Physician and hospital administrators do not want patients readmitted soon after discharge. Their efforts are directed at providing the best care appropriate to improve patient outcomes. But there are some clinical conditions that are inherently unstable, or that can have unavoidable complications, that can result in the need for readmission. Also, in spite of outreach efforts, socioeconomic variables can result in destabilization of the patient’s condition. Some readmissions are absolutely inevitable.
This report is important because it shows that the improvement in lowering readmission rates that occurred after the introduction of penalties is not so much due to improved inpatient and post-discharge management, but rather is due to gaming rules that are characteristic of pay-for-performance (P4P) schemes.
Specifically, there has been a dramatic increase in placing patients on observation status instead of formally admitting them to the hospital.
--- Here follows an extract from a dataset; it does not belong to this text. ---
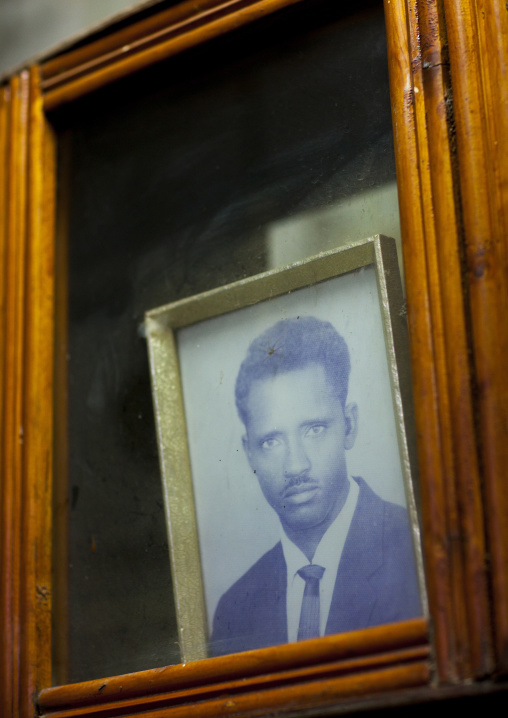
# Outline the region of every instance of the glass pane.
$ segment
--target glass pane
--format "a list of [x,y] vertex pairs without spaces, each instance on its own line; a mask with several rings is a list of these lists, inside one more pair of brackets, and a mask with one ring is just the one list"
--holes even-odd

The care may be identical – provided in the inpatient service departments – but by not certifying the patient as being a formal readmission within 30 days of the last admission, the penalty is avoided. Medicare comes out ahead since outpatient services are priced lower than inpatient services, even if they are identical services – thus the trumpeting by CMS of another success in their reform efforts. But the patient loses since the cost sharing requirements for outpatient services are much higher than they are for inpatient. But then who ever said that health care reform was to benefit patients?
A variation of this gaming is to manage the followup hospitalization completely within the emergency department, perhaps even holding the patient overnight. The result is essentially the same as holding them on observation status.
This P4P-type gamesmanship is really a form of cheating. But it works. Instead of shifting to a much more efficient financing infrastructure – a single payer system – we can continue to follow the Banksy dictum – “Become good at cheating and you never need to become good at anything else.”
Maybe we should start to think about becoming good at financing health care instead.